"Russian Roulette" entered the chart two weeks ago at 100, rose last week to an unpromising 75, then this week on the heels of a publicity blitz that included Rihanna's 20/20 interview it jumps to 9. We'll see if it sticks; it doesn't match anything else on the chart, in subject matter or severity. My guess is it holds on for a bit, maybe falling a little then hanging around as people get used to it.
Rihanna "Russian Roulette": She gets a gigantic TICK as a human being for the soul-searching and depth of character she showed a week ago on TV, but this song is still almost laughably overdramatic - which isn't to say that I don't feel the drama every time. And I like its massive slowness and its stubborn literalness. TICK.
Justin Bieber "Favorite Girl": Good singer, mediocre song. I know, I said that last time he charted too. But I like the way he doesn't clobber the beat with his emphases and the way he's got an easy legato and subtle pulses. Now if they could give him a decent tune... BORDERLINE NONTICK.

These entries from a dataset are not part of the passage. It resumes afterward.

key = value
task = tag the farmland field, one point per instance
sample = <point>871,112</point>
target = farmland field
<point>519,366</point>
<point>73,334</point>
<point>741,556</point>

Jay Sean f. Sean Paul & Lil Jon "Do You Remember": I sampled little bits of Jay Sean's back catalogue to find a mildly pleasant, poor man's Justin Timberlake. To call him a cut-rate Timberlake now would vastly overestimate the distinctiveness of his singing. And the pale prettiness of this is even paler and less pretty than the pale prettiness of his last, and I hated that too. NO TICK.
Jesse McCartney "Body Language": Now this boy singer at least puts out, albeit on a boring track that pretties him up unnecessarily with AutoTune, which I suppose is on its way to being the international language of limp sugar pop. NO TICK.
Taylor Swift "Fifteen": Lots of this is obvious and wide-eyed, just as it intends; the events and insights are normal enough, less varied and restless than her real fifteen was, I'm sure (I can't imagine that anyone who is fifteen has no thoughts about, e.g., global warming and one's place in the cosmos not just in the sight of boys) but there's art in when and how Taylor places her observations. "You're gonna be here for the next four years" has the right mixture of anticipation and fear. Lots of joy in this, the whoosh when she sings "He's got a car and you feel like flying." But the line that everyone remembers, me included, what the whole song seems unable not to be leading us to, is "Abigail gave everything she had to a boy who changed his mind" - though what actually catches me in the throat is the next line, "We both cried," one girl's heartbreak directly transmitted to another. TICK.
Luke Bryan "Do I": Four easily resolved chords at the start, but the lyrics are uneasy, a man lost in marriage and wondering if he's still enough. The words need more specificity and the music needs more surprise, and Bryan's voice seems too strong for the sentiment, but maybe the slight incongruity works OK. BORDERLINE NONTICK.
Birdman f. Drake & Lil Wayne "Money To Blow": Drake uses AutoTune for roughness, his voice pushing against the beats, pulling me in for once, a bragging song that sounds dogged and weary. Birdman is slower and more tired than I think is intended, and the lethargy extends to Wayne, who's surprisingly superfluous; no one's trying to sound spent, but it helps this track that they do. TICK.